I’m trying to build the following kernel:

pastebin<dot>com<slash>8m1Gvjr9

(I cannot post links nor is the code accepted as is in a post) on an Nvidia device running CUDA 7.5, on debian:

$ lsb_release  -da
No LSB modules are available.
Distributor ID:	Debian
Description:	Debian GNU/Linux 8.4 (jessie)
Release:	8.4
Codename:	jessie

opencl was installed together with CUDA.

The code that calls the read and build function is (pastebin URL):

YsJ3b3tZ


clCreateProgramWithSource()
completes successfully but clBuildProgram() fails with the following logs (pastebin URL):

UfdvG9c0

Is it possible to define an emulated context for AMD GPUs on Nvidia systems so that the code can be run?

Short answer: No

Long answer: You are trying to run code that uses AMD-specific extensions on an NVIDIA GPU, where they are not supported. You should either switch to an AMD GPU or re-write the kernel to use generic OpenCL C without the AMD extensions (replace them with C code that does the same thing). Check with the author of the code to see if they had a reference C version before writing the device-specific version.

[QUOTE=Dithermaster;41037]Short answer: No

Long answer: You are trying to run code that uses AMD-specific extensions on an NVIDIA GPU, where they are not supported. You should either switch to an AMD GPU or re-write the kernel to use generic OpenCL C without the AMD extensions (replace them with C code that does the same thing). Check with the author of the code to see if they had a reference C version before writing the device-specific version.[/QUOTE]

Thanks. So, all AMD-specific extensions explicitly require an AMD GPU and cannot be emulated on an nvidia device (I cannot really rewrite the kernels as the target platform is a multi GPU AMD device)?

No, they are not emulated.

Your target platform is AMD GPU and your kernel uses AMD-specific extension but your development system has an NVIDIA GPU that does not support them.

Every GPU AMD sells supports OpenCL so go buy or borrow the cheapest one you can find and use it for development. It will cost you less than the time you’ve spent so far on this issue.

https://www.khronos.org/registry/cl/extensions/amd/cl_amd_media_ops2.txt

media_op2 in particular does not do anything extraordinary.

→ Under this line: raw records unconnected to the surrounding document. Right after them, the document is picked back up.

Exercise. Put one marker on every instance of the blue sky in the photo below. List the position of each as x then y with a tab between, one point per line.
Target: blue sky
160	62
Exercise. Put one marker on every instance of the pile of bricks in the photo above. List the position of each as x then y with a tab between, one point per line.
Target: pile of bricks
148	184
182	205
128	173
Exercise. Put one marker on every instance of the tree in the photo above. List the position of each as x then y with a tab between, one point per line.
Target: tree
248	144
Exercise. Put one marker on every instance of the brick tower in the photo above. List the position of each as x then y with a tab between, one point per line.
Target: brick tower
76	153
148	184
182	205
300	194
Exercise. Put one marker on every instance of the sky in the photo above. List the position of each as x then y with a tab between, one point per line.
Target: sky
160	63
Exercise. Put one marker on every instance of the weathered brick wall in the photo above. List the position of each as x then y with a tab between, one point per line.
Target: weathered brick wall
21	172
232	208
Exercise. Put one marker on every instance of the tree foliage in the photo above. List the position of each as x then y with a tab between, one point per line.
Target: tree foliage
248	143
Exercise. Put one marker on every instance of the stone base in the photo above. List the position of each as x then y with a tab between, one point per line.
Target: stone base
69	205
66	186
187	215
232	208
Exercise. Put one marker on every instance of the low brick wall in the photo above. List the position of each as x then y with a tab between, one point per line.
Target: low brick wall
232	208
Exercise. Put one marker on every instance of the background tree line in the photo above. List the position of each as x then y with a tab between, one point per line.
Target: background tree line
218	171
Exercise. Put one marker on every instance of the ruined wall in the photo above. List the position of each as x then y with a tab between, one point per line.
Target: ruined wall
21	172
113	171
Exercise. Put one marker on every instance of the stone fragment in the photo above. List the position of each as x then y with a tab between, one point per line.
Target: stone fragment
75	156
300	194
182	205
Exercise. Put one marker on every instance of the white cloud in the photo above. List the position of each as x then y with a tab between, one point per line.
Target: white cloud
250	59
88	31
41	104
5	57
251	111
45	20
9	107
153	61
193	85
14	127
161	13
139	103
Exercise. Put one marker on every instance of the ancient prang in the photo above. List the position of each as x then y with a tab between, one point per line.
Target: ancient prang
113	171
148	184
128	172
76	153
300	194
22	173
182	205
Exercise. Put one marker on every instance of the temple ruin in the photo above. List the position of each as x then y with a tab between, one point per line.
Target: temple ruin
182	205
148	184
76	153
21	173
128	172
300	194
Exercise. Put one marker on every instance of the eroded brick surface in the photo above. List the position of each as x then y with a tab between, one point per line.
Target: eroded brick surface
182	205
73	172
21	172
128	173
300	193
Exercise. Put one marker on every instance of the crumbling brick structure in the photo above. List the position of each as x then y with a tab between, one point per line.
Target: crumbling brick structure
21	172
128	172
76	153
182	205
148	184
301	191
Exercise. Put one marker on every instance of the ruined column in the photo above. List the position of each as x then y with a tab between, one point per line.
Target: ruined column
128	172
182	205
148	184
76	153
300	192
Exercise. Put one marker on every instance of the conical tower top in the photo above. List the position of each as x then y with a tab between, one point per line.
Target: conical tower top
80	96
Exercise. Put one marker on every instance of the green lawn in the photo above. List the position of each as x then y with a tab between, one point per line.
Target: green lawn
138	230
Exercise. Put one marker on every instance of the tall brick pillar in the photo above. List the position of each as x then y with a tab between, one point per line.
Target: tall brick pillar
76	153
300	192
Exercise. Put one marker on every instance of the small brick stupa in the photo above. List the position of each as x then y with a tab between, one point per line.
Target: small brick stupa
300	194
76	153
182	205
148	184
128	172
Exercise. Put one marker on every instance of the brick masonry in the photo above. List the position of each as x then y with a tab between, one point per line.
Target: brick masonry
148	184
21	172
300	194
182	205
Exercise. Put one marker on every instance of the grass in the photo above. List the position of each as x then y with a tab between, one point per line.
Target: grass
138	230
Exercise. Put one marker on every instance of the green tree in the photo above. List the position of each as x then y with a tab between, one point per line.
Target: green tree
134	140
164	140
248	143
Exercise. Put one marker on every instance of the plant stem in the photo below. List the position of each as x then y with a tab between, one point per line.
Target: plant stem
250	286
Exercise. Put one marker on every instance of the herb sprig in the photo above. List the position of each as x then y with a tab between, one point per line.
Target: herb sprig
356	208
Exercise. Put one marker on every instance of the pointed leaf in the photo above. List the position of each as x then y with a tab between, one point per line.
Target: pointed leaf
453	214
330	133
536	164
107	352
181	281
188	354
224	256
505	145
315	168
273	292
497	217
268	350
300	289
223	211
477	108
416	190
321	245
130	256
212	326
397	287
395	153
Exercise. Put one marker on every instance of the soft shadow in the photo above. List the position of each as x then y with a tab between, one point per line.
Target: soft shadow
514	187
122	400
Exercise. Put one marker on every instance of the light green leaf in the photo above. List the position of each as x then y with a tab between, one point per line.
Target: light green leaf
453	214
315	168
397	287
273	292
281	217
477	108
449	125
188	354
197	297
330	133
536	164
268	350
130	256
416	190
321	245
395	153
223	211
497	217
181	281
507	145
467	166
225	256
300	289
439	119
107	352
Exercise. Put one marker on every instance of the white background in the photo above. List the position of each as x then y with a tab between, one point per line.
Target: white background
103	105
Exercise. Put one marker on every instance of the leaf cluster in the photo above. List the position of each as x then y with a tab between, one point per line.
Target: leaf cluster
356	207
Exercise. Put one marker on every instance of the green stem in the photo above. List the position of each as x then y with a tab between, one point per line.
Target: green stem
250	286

But you will be in trouble i.e. if your project uses some major OpenCL 2.0 features.

Shared virtual memory and device side kernel enqueue. Neither is completely impossible to emulate in some perverted fashion, but it is way more trouble than it’s worth and, obviously, makes a huge performance hit. There are also quality of life improvements like pipes, built-in reduce\scan functions and generic pointers, stuff for razor-thin optimizations like C11 atomics or *_broadcast function, but none of them change API’s computational model too drastically.